Effect of covariate-dependent heterogeneity (M_th.age, M_th.age.spat, M_thb.age.ref, M_{thb.age.spat.ref})

In the scenario of covariate-dependent sampling older cases were overrepresented in the final dataset as compared to random sampling. Older cases were also more likely to be detected multiple times in this scenario (Fig 1).

Fig 1 — Density plot for age, in days, from random sampling (red, M_t) and from covariate (age)-dependent sampling (blue, M_th.age).

Effect of spatial heterogeneity (M_th.spat, M_th.age.spat, M_thb.spat.ref, M_{thb.age.spat.ref})

The subset of labs and hospitals that participated in surveillance was not equally distributed and there was dependence between sentinel and NRC surveillance. Labs that participated in sentinel surveillance were also more likely to participate in NRC surveillance, as compared to labs that did not participate in sentinel surveillance (OR = 12.73, p<0.0001). One of the consequences of this spatial heterogeneity was uneven representation of regions (Fig 2).
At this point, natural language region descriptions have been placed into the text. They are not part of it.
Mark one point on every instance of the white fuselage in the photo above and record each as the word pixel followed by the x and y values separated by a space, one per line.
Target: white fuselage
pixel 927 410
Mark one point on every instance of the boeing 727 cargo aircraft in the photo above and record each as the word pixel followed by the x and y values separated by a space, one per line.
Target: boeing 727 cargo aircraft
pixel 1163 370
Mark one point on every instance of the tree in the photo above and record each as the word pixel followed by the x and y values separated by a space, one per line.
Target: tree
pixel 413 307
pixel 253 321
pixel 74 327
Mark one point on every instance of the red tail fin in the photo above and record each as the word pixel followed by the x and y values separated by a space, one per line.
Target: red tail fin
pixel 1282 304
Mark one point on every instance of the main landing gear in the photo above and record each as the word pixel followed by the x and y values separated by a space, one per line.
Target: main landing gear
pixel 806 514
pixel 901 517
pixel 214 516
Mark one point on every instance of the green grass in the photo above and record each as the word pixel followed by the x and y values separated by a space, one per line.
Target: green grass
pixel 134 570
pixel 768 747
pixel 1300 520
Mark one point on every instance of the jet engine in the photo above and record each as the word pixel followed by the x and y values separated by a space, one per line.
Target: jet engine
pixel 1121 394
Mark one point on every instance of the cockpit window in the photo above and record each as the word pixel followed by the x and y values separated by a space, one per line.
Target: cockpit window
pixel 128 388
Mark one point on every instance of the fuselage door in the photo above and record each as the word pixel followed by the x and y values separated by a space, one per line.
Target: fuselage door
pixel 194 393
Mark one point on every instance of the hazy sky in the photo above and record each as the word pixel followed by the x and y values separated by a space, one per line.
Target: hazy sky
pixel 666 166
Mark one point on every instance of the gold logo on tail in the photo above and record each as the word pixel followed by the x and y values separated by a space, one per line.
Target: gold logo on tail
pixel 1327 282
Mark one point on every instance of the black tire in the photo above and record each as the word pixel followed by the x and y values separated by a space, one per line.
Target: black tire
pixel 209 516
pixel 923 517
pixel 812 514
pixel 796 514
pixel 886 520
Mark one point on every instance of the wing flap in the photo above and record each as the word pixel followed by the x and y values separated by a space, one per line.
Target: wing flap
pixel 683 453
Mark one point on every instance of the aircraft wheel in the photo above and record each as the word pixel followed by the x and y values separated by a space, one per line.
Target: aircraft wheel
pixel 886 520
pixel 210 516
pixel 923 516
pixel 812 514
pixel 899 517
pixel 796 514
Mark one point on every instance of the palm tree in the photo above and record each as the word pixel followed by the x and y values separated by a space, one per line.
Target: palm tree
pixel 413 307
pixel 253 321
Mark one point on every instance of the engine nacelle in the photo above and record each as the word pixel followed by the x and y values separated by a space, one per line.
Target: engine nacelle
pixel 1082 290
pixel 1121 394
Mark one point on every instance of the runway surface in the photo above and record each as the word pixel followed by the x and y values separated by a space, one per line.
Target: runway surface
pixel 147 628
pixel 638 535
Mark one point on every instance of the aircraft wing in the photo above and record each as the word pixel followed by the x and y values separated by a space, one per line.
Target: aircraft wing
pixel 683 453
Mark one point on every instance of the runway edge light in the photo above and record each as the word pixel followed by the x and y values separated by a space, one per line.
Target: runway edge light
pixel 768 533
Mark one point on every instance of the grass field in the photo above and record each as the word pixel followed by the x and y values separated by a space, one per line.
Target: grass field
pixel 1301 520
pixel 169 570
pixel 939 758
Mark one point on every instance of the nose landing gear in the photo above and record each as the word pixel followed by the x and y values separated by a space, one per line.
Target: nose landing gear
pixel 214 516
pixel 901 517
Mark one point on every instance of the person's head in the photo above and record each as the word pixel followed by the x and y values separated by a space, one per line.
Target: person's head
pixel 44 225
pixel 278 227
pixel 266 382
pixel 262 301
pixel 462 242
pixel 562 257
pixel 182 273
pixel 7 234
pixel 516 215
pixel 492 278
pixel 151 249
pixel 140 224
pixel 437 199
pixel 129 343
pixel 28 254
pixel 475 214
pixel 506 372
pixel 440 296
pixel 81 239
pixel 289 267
Fig 2 — Spatial heterogeneity was based on the relation between the location of the labs and the location of the generated cases. Yellow zones represent regions where cases are less likely detected by lab-surveillance (either NRC or sentinel surveillance) in the spatial heterogeneity scenario, as compared to random sampling.

Effect of referrals between sources (M_tb.ref, M_thb.age.ref, M_thb.spat.ref, M_{thb.age.spat.ref})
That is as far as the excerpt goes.